Published on 11:00 PM, November 13, 2009

ICU at Chest Diseases Hospital inoperative

Facing lack of skilled hands, power supply problem

The National Institute of Diseases of Chest and Hospital (NIDCH) in Dhaka lacks capability to run an Intensive Care Unit despite being fully equipped around five years back.
A 10-bed ICU was set up to provide service to patients of acute respiratory tract distress syndrome and respiratory failure in 2005, and to facilitate treatment, hospital authorities brought 10 ventilators at Tk 48 lakh.
But the efforts went in vain as the main pre-requisites, continuous power supply and trained manpower, for running the ICU could not be ensured. Therefore 10 ventilators remained idle for a few years with two becoming inoperative by now.
A couple of weeks back the hospital authorities opened the ICU with four beds using a small generator for uninterrupted power supply.

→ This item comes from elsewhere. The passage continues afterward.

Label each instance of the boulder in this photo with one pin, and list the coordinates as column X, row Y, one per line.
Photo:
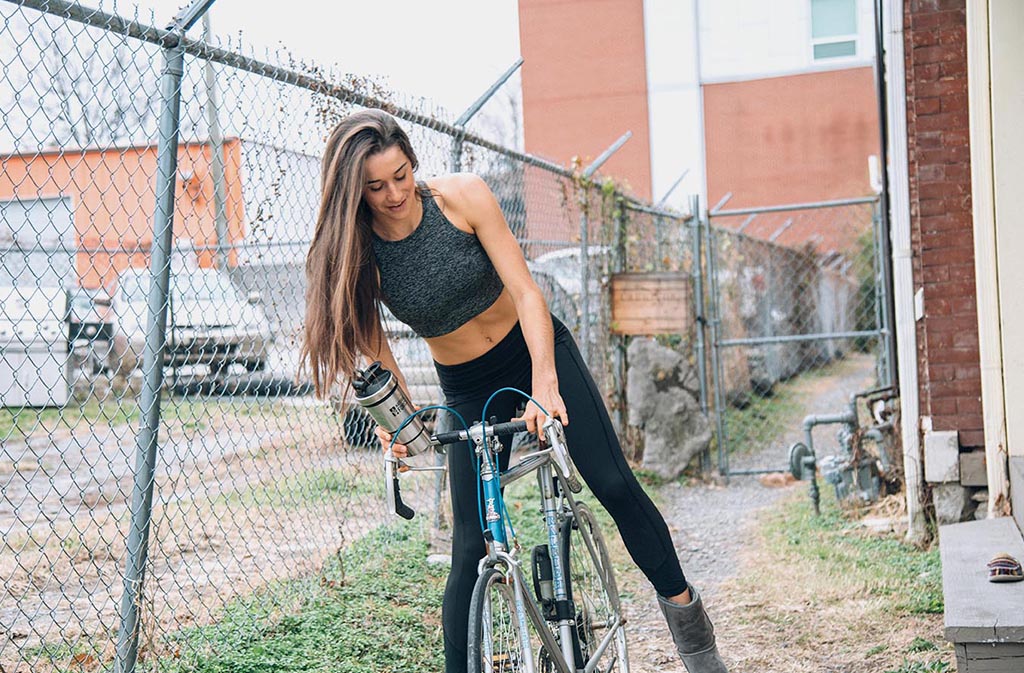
column 663, row 401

"Patients in a critical condition in ICU need artificial ventilation without any interruption that would imperil the patients' survival, and to run the ventilators, continuous power supply is necessary," said Director of the hospital Mostafizur Rahman.
"We faced difficulties to ensure uninterrupted power supply due to bureaucratic tangles," he added.

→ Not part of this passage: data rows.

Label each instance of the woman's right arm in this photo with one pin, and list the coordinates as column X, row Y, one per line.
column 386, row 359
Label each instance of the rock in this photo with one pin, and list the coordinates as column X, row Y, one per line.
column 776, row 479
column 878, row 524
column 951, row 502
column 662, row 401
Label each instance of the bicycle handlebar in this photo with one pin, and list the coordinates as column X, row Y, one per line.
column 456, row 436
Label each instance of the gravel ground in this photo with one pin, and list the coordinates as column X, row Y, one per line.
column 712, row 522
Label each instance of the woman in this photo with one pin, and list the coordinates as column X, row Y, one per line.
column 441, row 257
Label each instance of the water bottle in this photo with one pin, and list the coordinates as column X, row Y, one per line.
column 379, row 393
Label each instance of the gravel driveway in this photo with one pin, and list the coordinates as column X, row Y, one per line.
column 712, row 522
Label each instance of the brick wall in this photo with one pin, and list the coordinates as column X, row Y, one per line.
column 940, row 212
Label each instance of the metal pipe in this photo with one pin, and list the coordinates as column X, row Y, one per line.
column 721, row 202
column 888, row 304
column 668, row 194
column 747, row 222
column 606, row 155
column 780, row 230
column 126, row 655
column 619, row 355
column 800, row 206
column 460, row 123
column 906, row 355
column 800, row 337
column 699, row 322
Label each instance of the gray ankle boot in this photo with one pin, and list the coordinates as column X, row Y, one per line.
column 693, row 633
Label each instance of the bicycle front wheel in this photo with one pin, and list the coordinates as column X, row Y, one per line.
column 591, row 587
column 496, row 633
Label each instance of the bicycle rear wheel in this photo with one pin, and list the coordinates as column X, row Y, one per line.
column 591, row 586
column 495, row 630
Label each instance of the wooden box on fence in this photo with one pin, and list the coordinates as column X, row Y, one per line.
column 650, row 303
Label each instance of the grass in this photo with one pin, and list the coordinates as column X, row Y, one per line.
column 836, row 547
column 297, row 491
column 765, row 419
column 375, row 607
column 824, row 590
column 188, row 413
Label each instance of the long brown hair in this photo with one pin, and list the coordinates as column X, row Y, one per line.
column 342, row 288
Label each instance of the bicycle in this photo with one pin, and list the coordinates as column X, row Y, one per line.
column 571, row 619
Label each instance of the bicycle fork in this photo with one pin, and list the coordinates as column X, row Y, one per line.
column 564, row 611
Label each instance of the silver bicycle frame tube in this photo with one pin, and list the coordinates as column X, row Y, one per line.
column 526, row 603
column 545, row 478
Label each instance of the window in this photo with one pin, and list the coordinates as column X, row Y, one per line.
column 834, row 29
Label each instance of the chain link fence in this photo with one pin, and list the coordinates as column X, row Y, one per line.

The government has recently approved a gas-generator as an alternative power source during power-cuts but acquisition of gas-line extension from Titas seems an impossibility due to bureaucratic delays, the director said.

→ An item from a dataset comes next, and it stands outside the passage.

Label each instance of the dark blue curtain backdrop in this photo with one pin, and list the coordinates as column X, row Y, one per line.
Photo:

NIDCH is a specialised public hospital for chest diseases but it is incapable of rendering proper services to its patients, said Medical Superintendent Dr Biswas Akhtar Hossain to The Daily Star.
"Every day we have to refer patients who need ventilation and other supports to another hospital, as we don't have adequate arrangement for that," he said.
The patients from poor families suffer the most, as it's not possible for them to bear the expenses of a private hospital, he added.
"My patient is in critical state and I could not manage a bed for him in ICU. Besides, I can't afford treatment of a private hospital for him," a relative of a patient said expressing his despondency.
The OT complex at NIDCH is now representing a bare structure, as if waiting forever to be in operation due to manpower shortage.
Right now the hospital has only two operating theatres for which the patients have to wait for long two and a half months to get a serial to have a surgery done.
Three major operations and 12 minor operations can take place every day in the OTs, hospital sources said.
"With the running of the OT complex, we can double the number of operations currently taking place every day," said Biswas Akhtar.
The hospital is having 670 beds with around 400 staffs. But for it to function smoothly, it needs 60 more staffs immediately, said the director.
"Apart from giving service to in-patients, we have to serve around 350 outpatients every day," he added.
The patients suffer to get a bed in the hospital as the number of patients seeking treatment is increasing day by day.
An increase in bed numbers in the hospital by 10 percent is possible with the current budget and a letter in this regard has been sent to the health ministry last year but we are yet to get any response, said the hospital authorities.